TOKYO: The Bank of Japan held off launching fresh easing measures on Tuesday after wrapping up a two-day policy meeting, despite growing calls for further stimulus to spur the world's third-largest economy.
The decision came days after the frontrunner to become Japan's next prime minister vowed aggressive monetary easing to fix the nation's economic woes.

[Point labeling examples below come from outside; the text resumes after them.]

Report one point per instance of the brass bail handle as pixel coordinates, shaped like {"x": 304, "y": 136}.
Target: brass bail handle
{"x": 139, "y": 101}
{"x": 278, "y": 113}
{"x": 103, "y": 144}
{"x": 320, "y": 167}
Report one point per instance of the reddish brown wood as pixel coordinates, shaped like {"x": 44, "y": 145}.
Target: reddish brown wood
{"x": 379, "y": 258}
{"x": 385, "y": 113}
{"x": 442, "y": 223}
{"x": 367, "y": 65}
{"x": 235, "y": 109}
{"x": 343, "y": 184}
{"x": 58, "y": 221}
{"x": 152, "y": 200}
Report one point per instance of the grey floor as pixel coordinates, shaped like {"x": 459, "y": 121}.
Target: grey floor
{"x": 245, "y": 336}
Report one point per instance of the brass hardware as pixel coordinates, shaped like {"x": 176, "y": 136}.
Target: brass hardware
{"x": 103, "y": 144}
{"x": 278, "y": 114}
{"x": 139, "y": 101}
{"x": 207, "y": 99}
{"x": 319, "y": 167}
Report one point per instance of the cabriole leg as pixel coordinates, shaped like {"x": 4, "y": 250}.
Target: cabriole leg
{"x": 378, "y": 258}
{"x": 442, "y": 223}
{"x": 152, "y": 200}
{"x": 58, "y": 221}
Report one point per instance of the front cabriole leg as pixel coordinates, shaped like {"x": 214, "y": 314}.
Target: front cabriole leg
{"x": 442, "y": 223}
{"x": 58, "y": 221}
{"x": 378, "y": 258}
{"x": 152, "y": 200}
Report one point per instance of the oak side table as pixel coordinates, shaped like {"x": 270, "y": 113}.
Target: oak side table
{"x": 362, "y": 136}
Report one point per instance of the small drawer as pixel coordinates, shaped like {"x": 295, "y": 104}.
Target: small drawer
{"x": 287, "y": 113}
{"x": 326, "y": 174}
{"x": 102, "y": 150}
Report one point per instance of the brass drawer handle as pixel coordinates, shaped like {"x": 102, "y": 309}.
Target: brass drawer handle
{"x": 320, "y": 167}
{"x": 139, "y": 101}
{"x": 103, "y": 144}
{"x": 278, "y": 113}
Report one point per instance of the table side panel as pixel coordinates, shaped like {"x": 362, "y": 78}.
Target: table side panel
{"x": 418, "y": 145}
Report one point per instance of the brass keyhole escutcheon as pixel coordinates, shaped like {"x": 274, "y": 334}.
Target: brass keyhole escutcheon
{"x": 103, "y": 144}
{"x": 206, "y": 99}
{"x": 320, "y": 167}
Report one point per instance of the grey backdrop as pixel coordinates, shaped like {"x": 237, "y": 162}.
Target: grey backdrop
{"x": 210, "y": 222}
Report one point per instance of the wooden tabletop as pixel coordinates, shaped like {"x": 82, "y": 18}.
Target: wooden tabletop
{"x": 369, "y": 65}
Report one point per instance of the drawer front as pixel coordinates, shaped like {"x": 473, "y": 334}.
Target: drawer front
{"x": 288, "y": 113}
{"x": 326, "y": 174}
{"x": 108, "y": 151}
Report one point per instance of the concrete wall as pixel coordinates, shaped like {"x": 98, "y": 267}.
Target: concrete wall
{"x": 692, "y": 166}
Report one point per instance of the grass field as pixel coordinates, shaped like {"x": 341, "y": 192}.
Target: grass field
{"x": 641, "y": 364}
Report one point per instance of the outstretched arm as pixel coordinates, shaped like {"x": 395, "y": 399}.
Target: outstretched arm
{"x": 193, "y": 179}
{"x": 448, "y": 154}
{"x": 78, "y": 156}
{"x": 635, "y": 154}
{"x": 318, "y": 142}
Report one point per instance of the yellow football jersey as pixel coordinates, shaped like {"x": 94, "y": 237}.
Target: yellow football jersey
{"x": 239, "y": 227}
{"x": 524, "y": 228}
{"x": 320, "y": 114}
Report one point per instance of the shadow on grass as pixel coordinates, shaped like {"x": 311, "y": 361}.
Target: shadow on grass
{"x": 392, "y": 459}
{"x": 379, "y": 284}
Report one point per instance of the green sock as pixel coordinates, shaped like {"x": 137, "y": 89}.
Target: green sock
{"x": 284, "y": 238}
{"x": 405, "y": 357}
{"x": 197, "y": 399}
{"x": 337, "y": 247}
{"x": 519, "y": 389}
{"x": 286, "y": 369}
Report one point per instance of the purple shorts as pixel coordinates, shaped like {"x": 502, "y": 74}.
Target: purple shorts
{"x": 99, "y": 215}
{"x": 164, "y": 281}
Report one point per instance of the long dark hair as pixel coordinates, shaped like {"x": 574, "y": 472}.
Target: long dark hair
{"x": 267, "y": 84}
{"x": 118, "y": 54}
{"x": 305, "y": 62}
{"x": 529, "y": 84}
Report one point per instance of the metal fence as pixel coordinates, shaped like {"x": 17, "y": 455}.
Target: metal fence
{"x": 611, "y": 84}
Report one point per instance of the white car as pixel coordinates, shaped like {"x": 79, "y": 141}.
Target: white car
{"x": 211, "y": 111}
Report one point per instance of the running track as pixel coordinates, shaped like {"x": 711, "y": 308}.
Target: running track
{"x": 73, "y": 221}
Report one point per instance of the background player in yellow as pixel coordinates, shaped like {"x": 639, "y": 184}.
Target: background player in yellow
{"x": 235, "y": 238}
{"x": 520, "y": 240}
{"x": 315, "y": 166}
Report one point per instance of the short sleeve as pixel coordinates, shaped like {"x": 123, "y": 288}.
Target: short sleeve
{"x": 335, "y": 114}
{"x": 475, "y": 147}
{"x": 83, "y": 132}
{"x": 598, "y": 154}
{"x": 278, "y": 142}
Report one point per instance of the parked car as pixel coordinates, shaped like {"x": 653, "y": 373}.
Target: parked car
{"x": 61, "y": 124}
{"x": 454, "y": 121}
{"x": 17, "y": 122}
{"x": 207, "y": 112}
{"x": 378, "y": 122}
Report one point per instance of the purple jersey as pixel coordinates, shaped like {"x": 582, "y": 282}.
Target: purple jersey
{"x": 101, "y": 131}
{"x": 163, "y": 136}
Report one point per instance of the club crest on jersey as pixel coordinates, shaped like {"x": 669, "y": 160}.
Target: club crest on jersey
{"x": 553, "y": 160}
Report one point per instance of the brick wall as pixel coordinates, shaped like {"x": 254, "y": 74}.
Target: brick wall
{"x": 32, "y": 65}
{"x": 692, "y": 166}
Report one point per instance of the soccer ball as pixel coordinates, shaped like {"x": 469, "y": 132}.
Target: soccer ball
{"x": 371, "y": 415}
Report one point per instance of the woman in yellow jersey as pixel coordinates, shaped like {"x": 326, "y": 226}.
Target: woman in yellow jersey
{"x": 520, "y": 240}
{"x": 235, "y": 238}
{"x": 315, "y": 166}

The bank also kept interest rates unchanged at between zero and 0.1 percent.
However, the BoJ said Japan's economy "has been weakening somewhat" amid slowing in exports and factory output.
The country's economy contracted in the July-September quarter, nudging Japan towards recession.
"Japan's economy is expected to remain relatively weak for the time being," the BoJ said in a statement, adding that the European debt crisis, an unsteady US economic recovery and an export-denting territorial spat with China have all weighed on the country's prospects.
"There remains a high degree of uncertainty concerning Japan's economy," the statement added.
In October, the BoJ said it would expand an asset-purchase programme -- its main policy tool -- by 11 trillion yen ($138 billion) to 91 trillion yen, the second expansion of the programme in as many months.
Pressure for further action spiked last week as Shinzo Abe, leader of the main opposition Liberal Democratic Party, called on the bank to usher in "unlimited" easing and vowed to strike an agreement with the BoJ on new policy measures if he takes the country's top political job next month
Japan will hold general elections on December 16 that are widely expected to see Prime Minister Yoshihiko Noda and his centre-left Democratic Party of Japan lose power.